As we approach the twenty-first century, the environmental concerns and values that began to take root in the 1960s have brought into sharp focus an acute awareness of the earth’s fragility as a natural system. We have begun to understand human beings as biological creatures immersed in vital ecological relationships within the biosphere; with the need to live within its limits, sharing the planet with non-human life. These perceptions are leading us to a view that there must be a transition from a society preoccupied with consumerism and exploitation, to one that gives priority to a more sustainable future. Notwithstanding the Bruntland Commission’s essentially homocentric (and perhaps necessary) interpretation of sustainability as ‘meeting the needs of the present without compromising the ability of future generations to meet their own’,1 there is the ultimate need for an ethic that recognizes the interdependence of all life forms and the maintenance of biological diversity. Sustainability, therefore, becomes everyone’s concern. When we consider a world population projected to be 10 billion by the year 2025, 4.5 billion people in developing countries estimated to be living in urban areas by the end of the century, and the massive impacts of human activities on world ecosystems, then it is clear that the links between nature, cities and sustainability have profound implications for survival.

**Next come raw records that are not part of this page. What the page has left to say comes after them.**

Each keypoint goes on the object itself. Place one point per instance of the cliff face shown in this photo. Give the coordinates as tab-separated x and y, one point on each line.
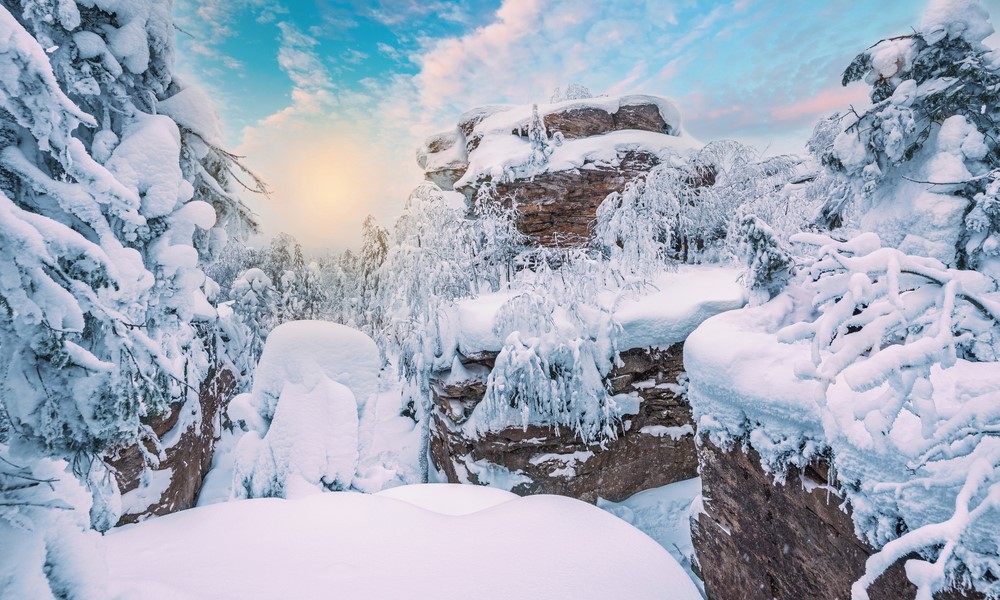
655	446
188	433
760	540
595	146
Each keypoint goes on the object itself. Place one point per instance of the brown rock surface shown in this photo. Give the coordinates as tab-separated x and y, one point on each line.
188	459
759	540
579	122
634	462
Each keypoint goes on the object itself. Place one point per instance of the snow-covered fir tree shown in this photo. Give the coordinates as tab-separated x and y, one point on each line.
255	303
929	140
374	248
768	263
110	215
538	137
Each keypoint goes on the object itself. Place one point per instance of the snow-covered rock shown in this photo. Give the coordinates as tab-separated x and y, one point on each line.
311	387
583	150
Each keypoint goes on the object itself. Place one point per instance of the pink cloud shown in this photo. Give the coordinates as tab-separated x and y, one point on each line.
827	101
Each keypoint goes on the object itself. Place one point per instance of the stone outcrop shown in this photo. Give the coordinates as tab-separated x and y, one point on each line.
761	540
558	203
655	446
190	440
558	208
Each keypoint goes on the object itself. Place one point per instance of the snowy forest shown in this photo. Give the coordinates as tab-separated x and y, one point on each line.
592	357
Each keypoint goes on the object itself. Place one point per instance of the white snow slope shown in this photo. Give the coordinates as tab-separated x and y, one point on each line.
411	543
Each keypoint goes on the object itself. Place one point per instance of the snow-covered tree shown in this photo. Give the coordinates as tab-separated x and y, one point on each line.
538	137
289	304
635	228
883	324
106	226
929	138
767	262
313	295
496	238
428	267
255	303
689	210
374	248
551	376
574	91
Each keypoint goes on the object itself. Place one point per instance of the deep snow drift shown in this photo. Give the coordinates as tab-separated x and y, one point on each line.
436	541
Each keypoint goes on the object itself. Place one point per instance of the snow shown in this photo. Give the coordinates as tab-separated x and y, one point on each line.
965	19
152	484
678	303
874	360
192	109
662	314
664	514
449	499
501	154
405	544
303	352
311	444
147	159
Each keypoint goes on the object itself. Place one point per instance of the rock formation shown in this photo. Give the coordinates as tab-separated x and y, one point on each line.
654	447
760	540
188	433
597	145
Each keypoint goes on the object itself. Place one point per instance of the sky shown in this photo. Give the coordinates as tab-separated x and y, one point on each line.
328	100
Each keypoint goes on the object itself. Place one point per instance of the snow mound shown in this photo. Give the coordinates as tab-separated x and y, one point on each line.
312	444
310	390
450	499
360	546
303	352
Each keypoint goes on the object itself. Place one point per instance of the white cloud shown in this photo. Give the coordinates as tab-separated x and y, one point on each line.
335	154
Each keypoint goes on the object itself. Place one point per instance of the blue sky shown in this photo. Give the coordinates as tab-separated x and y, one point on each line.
328	100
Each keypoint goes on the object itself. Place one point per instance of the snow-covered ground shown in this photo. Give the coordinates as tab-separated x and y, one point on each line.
661	314
431	541
664	514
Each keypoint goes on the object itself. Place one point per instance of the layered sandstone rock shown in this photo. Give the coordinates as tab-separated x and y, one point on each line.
761	540
597	146
655	446
188	433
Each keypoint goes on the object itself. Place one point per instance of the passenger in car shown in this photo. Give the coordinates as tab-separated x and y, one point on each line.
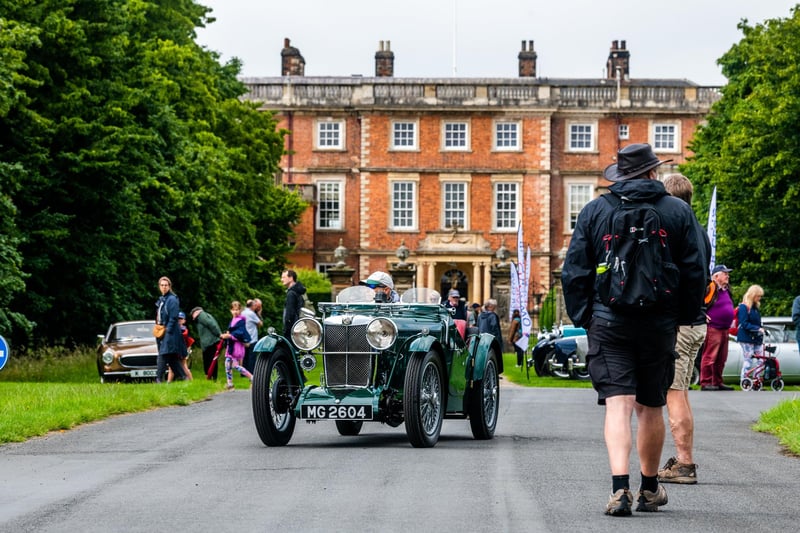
383	285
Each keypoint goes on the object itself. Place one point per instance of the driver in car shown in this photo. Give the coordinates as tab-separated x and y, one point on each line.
383	285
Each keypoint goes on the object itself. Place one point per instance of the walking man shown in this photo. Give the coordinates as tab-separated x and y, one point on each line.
720	317
294	301
631	355
209	332
681	467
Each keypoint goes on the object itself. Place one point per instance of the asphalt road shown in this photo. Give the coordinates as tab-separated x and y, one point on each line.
203	468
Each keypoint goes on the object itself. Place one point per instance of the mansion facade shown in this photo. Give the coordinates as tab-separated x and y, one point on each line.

McHarg, Lewis and others concerned with bringing together nature and human habitat, have shown eloquently that the processes that shape the land and the limitless complexity of life forms that have evolved over evolutionary time, provide the indispensable basis for shaping human settlements. The dependence of one life process on another, the interconnected development of living and physical processes of earth, climate, water, plants and animals, the continuous transformation and recycling of living and non-living materials, these are the elements of the self-perpetuating biosphere that sustain life on earth and which give rise to the physical landscape. They become central determinants that shape all human activities on the land.